RESEARCH into feeding developmental molasses-based supplements to pregnant cows in the north has come up with a surprising lack of reproductive response which scientists say is not easily explained.
A producer-initiated research study, run on the Lynch family's Stapleton Station at Katherine in the Northern Territory, showed improvements in body score condition in lactating cows did not correspond with either an increase in percentage of cows pregnant while lactating or a reduction in calf loss.
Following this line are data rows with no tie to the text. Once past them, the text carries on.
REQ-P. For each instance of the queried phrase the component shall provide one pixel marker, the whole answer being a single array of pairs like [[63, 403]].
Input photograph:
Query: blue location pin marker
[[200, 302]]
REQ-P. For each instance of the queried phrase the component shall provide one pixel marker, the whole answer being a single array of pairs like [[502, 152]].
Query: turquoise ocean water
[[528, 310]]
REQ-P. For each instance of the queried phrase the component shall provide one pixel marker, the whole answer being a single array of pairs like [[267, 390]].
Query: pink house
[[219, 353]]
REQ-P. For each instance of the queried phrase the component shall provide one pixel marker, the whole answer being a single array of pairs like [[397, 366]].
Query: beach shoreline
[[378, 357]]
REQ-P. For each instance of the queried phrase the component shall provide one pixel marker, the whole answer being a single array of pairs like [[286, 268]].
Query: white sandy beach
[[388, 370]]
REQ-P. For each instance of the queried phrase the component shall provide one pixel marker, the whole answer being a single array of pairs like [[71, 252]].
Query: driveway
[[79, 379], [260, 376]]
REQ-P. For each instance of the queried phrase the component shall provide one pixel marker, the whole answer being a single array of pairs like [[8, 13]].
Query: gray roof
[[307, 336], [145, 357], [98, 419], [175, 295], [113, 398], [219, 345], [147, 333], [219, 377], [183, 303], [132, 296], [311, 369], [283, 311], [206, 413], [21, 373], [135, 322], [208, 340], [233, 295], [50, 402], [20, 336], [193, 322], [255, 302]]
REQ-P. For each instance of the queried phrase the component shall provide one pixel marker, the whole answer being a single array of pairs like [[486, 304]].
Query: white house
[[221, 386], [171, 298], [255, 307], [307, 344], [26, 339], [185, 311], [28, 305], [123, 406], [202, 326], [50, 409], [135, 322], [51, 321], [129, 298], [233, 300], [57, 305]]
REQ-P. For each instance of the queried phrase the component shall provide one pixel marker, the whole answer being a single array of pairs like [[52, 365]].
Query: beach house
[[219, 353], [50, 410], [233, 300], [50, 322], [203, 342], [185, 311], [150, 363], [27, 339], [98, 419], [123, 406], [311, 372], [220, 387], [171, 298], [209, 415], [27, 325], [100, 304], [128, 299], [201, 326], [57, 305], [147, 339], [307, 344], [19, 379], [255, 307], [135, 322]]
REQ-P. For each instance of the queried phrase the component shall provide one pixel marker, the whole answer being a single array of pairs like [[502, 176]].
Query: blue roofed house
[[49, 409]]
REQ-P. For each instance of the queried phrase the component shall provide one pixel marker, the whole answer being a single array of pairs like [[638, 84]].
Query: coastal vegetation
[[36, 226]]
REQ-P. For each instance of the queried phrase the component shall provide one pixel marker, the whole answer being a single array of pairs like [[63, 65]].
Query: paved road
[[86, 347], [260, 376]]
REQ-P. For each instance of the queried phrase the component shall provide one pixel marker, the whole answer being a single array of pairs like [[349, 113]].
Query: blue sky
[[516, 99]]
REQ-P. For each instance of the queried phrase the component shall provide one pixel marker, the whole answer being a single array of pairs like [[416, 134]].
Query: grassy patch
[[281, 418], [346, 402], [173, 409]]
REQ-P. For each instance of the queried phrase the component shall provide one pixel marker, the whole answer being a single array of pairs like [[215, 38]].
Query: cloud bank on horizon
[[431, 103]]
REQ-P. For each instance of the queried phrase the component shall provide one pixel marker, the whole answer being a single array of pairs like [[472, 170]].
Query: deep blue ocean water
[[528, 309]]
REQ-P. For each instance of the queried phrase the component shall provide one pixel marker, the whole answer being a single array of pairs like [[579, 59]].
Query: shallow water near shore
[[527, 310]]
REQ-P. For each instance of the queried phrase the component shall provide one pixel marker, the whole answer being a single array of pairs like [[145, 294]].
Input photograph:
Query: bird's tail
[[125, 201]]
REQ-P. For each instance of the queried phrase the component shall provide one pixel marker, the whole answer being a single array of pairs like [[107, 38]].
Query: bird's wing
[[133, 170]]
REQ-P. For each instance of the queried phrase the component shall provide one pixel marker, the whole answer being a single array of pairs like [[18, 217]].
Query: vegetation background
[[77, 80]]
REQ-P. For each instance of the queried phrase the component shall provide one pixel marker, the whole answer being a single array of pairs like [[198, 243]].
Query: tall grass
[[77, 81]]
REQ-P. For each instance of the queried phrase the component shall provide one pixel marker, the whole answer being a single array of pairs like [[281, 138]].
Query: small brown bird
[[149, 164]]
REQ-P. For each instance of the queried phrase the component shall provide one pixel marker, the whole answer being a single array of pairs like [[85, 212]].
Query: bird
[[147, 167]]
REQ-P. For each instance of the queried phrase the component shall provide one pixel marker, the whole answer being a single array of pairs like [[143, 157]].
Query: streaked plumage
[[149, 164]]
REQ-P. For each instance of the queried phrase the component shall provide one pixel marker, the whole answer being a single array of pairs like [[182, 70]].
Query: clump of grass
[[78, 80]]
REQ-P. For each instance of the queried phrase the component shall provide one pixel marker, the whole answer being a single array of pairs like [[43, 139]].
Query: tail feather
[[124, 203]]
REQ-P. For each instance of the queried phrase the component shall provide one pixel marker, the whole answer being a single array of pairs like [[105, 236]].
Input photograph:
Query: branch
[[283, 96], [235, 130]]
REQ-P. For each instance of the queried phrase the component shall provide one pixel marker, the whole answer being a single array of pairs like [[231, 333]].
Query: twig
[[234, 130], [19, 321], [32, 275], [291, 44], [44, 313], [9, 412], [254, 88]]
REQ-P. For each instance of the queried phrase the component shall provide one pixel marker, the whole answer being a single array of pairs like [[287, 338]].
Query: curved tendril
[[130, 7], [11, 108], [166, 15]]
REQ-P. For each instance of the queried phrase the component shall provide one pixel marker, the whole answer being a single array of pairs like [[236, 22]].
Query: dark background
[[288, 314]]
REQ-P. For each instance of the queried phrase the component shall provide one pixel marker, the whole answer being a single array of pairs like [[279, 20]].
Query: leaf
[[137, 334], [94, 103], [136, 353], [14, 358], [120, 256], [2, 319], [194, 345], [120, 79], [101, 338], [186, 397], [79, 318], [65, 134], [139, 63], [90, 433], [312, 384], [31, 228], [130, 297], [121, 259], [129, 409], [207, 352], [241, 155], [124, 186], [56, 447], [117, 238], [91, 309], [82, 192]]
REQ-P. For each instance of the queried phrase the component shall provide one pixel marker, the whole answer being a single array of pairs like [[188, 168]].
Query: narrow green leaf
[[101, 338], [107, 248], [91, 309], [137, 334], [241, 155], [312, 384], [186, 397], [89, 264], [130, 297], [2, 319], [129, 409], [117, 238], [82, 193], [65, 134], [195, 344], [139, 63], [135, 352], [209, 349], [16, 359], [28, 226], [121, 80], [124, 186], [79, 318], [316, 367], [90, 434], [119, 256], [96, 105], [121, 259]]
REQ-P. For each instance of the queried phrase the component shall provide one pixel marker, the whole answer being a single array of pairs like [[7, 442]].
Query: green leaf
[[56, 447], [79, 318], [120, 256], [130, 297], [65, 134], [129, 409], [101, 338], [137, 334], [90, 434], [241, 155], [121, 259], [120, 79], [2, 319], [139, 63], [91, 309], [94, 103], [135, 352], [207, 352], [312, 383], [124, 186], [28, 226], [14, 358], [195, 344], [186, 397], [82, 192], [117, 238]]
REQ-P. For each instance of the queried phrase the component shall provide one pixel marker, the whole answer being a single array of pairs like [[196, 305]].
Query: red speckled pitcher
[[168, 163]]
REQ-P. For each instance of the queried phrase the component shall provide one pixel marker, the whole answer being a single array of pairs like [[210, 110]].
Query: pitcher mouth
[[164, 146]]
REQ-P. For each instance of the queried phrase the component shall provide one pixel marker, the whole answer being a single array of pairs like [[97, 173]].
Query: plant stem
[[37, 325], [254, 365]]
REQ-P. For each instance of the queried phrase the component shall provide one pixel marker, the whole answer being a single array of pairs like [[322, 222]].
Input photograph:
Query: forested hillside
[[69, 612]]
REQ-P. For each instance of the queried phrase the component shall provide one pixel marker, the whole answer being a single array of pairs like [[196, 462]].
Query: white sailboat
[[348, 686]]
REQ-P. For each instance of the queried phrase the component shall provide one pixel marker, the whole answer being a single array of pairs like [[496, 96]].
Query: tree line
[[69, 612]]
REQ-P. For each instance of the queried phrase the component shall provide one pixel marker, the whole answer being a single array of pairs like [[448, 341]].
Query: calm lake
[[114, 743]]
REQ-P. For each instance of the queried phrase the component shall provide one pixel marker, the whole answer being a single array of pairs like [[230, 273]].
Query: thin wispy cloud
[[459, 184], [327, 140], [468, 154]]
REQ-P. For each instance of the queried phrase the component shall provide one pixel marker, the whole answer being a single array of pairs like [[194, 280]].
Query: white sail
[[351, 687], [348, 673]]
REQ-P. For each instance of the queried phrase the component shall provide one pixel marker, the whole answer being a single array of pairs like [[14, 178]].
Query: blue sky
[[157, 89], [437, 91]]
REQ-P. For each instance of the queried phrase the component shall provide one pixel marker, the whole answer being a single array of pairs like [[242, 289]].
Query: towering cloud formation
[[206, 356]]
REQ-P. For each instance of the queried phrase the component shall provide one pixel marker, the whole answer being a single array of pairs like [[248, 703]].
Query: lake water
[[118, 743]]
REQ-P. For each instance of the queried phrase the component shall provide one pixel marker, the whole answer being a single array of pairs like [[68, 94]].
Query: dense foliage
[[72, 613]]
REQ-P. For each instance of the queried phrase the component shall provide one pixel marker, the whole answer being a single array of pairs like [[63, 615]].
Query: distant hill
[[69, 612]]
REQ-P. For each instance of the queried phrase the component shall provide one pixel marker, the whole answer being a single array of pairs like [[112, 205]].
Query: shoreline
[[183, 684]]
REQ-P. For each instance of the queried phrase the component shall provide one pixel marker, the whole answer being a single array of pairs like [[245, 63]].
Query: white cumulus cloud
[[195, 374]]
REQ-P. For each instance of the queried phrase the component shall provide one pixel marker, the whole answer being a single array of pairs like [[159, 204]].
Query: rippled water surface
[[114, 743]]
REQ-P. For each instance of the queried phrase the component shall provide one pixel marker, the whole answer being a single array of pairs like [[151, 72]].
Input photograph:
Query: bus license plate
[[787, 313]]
This was the case even though approximately 1.2 kilograms a head per day of the product was consumed.
The average live weight of progeny at weaning produced from the cows fed molasses supplements was also similar to those produced from the control cow group.
Some level of nutritional support is provided to all cattle in northern Australia to achieve good levels of production.
Livestock scientist with the Northern Territory Department of Primary Industry and Resources Kieren McCosker said while mineral loose mixes or blocks were typically fed to address nitrogen and phosphorus limitations during the dry and wet seasons in many areas of northern Australia, molasses-based supplements had been widely used for many years in areas close to sugar mills, such as Queensland, and had the added benefit of also supplying an energy supplement.
However, in recent years some producers have been experimenting with incurring additional costs and feeding these supplements in other areas, with the view that if improvements in reproductive performance or live weight gain, reducing the age at turnoff, were observed, overall productivity would be improved, potentially making it cost-effective.
The molasses product formulation used in this study included additives aiming to alter the dietary cation-anion difference (DCAD) to aid mobilisation of calcium, phosphorus and other nutrients.
It included urea during the dry season and then phosphorus during the wet season.
"It requires further investigation, and is under commercial control, but it is speculated the DCAD may have exceeded the desired range and had a deleterious effect," Dr McCosker said.
In the study, conducted with co-investment from Meat & Livestock Australia, 500 pregnant Bos indicus cows were randomly allocated to two groups.
One group received a loose-lick mineral supplement, the other a molasses-based supplement.
They grazed adjacent, native pasture paddocks and were managed the same way apart from their supplementation.
Stocking rates were 3.8 livestock units per square kilometre of watered area.
The loose-lick group had adlib access and intakes averaged 200 grams per head during the dry season and 60g in the wet season.
The molasses group intake averaged 1.26kg/head across both seasons.
At the weaning muster, body condition score, lactation and pregnancy status were assessed.
The average weaner production across both groups was 145.3kg per cow.
The body score condition of the molasses group of lactating cows was 3.33, against the loose lick 3.38.
The average live weight of weaners was also similar at 167.9 for the molasses group versus 166.2kg for the control group.
Dr McCosker said the average live weight of non-lactating molasses group cows tended to be heavier, although it was not statistically significant.
The slight increase in body reserves indicated only a small improvement in energy supply, he said.
"While the results are somewhat disappointing, this research is a good demonstration of producers engaging in research and during the development stages of commercial products," Dr McCosker said.
"The department will continue to support the producer and the commercial supplier as previous studies have demonstrated that improvement in energy supply can have substantial gains in reproductive response."